Dalam interupsinya M Nasir meminta pemerintah kabupaten Banyuasin memberikan RKA (Rencana Kegiata dan Anggaran) kepada seluruh Anggota DPRD (Dewan Perwakilan Rakyat) Daerah Banyuasin. Untuk tujuan pengawasan sesuai tugas pokoknya..
“Interupsi Pimpinan, melalui sidang Paripurna ini saya meminta pemerintah meberikan RKA pada seluruh Anggota Dewan Perwakilan Rakyat Banyuasin,” kata M Nasir.
M Nasir juga meminta Sekretaris daerah memberikan klaripikasi terhadap informasi yang berkembang bahwa RKA tidak boleh diberikan kepada Dewan. “Melalui Paripurna ini juga saya meminta Sekda Banyuasin mermberikan keteramga tetang alasan tidak bolehnya Anggota Dewan mendapatka. RKA.” Tambanya
M Nasir juga meminta kepastian kapan RKA itu didapat para Anggota Dewan. “Sebelum rapat ini diteruskan, kami minta kepastian kapan RKA bisa kami dapatkan.
Usai memberikan kesempatan pada Anggota Dewan yang intrupsi, pimpinan sidang yaitu Sukardi. meminta Sekda Banyuasin langsung menjelaskan.
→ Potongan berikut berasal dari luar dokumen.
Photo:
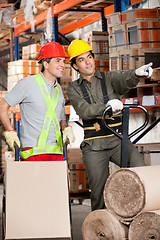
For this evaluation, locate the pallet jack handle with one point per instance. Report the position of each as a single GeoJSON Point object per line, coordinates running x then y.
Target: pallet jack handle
{"type": "Point", "coordinates": [124, 114]}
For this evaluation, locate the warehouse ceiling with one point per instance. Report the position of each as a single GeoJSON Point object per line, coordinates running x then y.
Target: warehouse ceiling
{"type": "Point", "coordinates": [12, 16]}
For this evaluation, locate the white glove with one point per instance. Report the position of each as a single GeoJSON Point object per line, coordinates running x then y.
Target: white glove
{"type": "Point", "coordinates": [11, 138]}
{"type": "Point", "coordinates": [68, 135]}
{"type": "Point", "coordinates": [115, 104]}
{"type": "Point", "coordinates": [145, 70]}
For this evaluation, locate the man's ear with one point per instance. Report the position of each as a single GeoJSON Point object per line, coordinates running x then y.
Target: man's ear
{"type": "Point", "coordinates": [45, 64]}
{"type": "Point", "coordinates": [75, 66]}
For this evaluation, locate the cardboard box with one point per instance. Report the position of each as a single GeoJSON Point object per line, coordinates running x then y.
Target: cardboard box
{"type": "Point", "coordinates": [114, 19]}
{"type": "Point", "coordinates": [31, 52]}
{"type": "Point", "coordinates": [139, 14]}
{"type": "Point", "coordinates": [37, 204]}
{"type": "Point", "coordinates": [100, 44]}
{"type": "Point", "coordinates": [78, 178]}
{"type": "Point", "coordinates": [150, 153]}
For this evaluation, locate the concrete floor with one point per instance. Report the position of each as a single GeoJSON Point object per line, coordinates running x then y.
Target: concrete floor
{"type": "Point", "coordinates": [78, 212]}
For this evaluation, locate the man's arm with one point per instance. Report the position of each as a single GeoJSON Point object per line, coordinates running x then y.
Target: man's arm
{"type": "Point", "coordinates": [9, 133]}
{"type": "Point", "coordinates": [4, 117]}
{"type": "Point", "coordinates": [63, 124]}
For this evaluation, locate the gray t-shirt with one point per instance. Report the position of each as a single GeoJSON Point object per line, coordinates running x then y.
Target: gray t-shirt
{"type": "Point", "coordinates": [33, 109]}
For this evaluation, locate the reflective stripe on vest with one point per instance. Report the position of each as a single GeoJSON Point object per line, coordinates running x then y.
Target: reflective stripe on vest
{"type": "Point", "coordinates": [50, 117]}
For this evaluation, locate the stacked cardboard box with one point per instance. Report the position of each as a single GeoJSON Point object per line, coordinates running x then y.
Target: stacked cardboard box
{"type": "Point", "coordinates": [20, 69]}
{"type": "Point", "coordinates": [132, 35]}
{"type": "Point", "coordinates": [150, 153]}
{"type": "Point", "coordinates": [100, 44]}
{"type": "Point", "coordinates": [31, 52]}
{"type": "Point", "coordinates": [134, 40]}
{"type": "Point", "coordinates": [77, 176]}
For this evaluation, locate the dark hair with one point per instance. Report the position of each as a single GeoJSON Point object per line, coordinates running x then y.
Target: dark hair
{"type": "Point", "coordinates": [73, 60]}
{"type": "Point", "coordinates": [45, 60]}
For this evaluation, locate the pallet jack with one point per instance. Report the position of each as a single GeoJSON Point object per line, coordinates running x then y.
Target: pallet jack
{"type": "Point", "coordinates": [124, 114]}
{"type": "Point", "coordinates": [36, 202]}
Terkait yang dipersoalkan oleh Anghota Dewan “Kami persilahkan pada Sekda Banyuasin untuk lansung memberikan penjelasanya.” Ucap Sukardi.
Mendapat itruksi dari pimpina Dewan, Sekda Banyuasin H Senen lansung menjelaskan. Bahwa pihaknya tidak pernah memberikan intruksi kepada para kepala SKPD untuk tidak memberikan RKA. “Baik secara lisan maupun tertulis kami tidak pernah melarang para kepala SKPD untuk memberikan RKA”. Tandasnya.
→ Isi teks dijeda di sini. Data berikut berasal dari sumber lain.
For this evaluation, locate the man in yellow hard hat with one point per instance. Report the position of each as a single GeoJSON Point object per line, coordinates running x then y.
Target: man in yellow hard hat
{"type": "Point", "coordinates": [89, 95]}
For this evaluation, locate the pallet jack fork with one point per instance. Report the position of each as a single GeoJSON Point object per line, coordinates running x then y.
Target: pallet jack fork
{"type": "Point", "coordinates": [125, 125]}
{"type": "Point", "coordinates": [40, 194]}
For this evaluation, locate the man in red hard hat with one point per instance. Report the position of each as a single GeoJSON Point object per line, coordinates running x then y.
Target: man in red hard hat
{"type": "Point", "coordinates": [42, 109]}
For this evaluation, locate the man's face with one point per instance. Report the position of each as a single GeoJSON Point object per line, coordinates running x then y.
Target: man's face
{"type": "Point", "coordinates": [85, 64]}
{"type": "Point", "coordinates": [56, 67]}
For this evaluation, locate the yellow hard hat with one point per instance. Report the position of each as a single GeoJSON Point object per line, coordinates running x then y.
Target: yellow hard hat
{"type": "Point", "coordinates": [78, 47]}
Senen Har berjanji dalam waktu satu mimggu kedepan para Dewan Perwakilan Rakyat Daerah Banyuasin telah mendapatkan RKA yang diminta.
Setelah mendapat penjelasan dari Sekda Banyuain, kemudiam rapat paripurna yang dipimpinnya Wakil.Ketua 1 Sukardi dilanjutkan dengam penyampaian pamdangan praksi-fraksi.